Somministrazione e posologia nell'utilizzo della Calendula

In caso di ferita o di puntura di insetto, bisogna applicare localmente dopo la diluizione. Se si usa l’infuso di fiori: un cucchiaino di fiori ogni tazza di acqua bollente, lasciare in infusione una decina di minuti, filtrare. Decotto: portare a bollore un litro d'acqua, aggiungere 30g di fiori e foglie, bollire per un quarto d’ora, filtrare e usare a secondo delle necessità.

Cataplasmi o compresse: applicare sulle zone interessate alcune foglie fresche sminuzzate, coprire con garza sterile e lasciare agire per una mezz’ora. Tintura madre: Assumere un massimo di 40 gocce al giorno. Olio: macerare 75g di fiori freschi in un bicchiere d’olio per venti giorni.

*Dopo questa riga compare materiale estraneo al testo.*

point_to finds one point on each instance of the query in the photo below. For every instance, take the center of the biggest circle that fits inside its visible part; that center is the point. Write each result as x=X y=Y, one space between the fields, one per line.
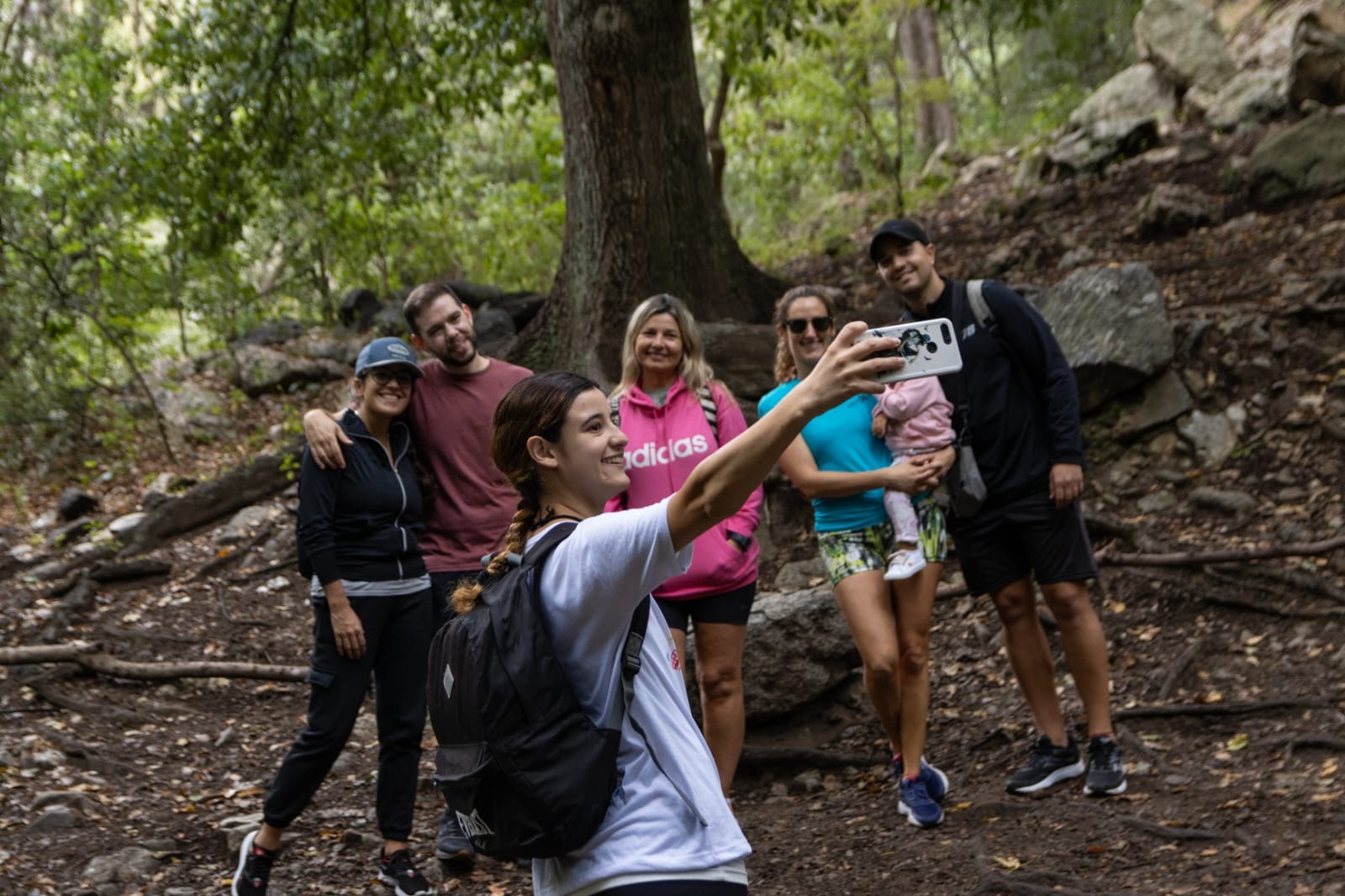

Scuotere giornalmente il barattolo, che sarà a chiusura ermetica, filtrare spremendo bene i fiori e conservare in una boccetta di vetro scuro.

Interazioni e avvertenze

Non applicare una pomata a base di calendula su una piaga aperta (sanguinante).

Controindicazioni

Nessuna controindicazione per uso esterno: non provoca reazioni allergiche. Per uso interno, invece, non usare in gravidanza.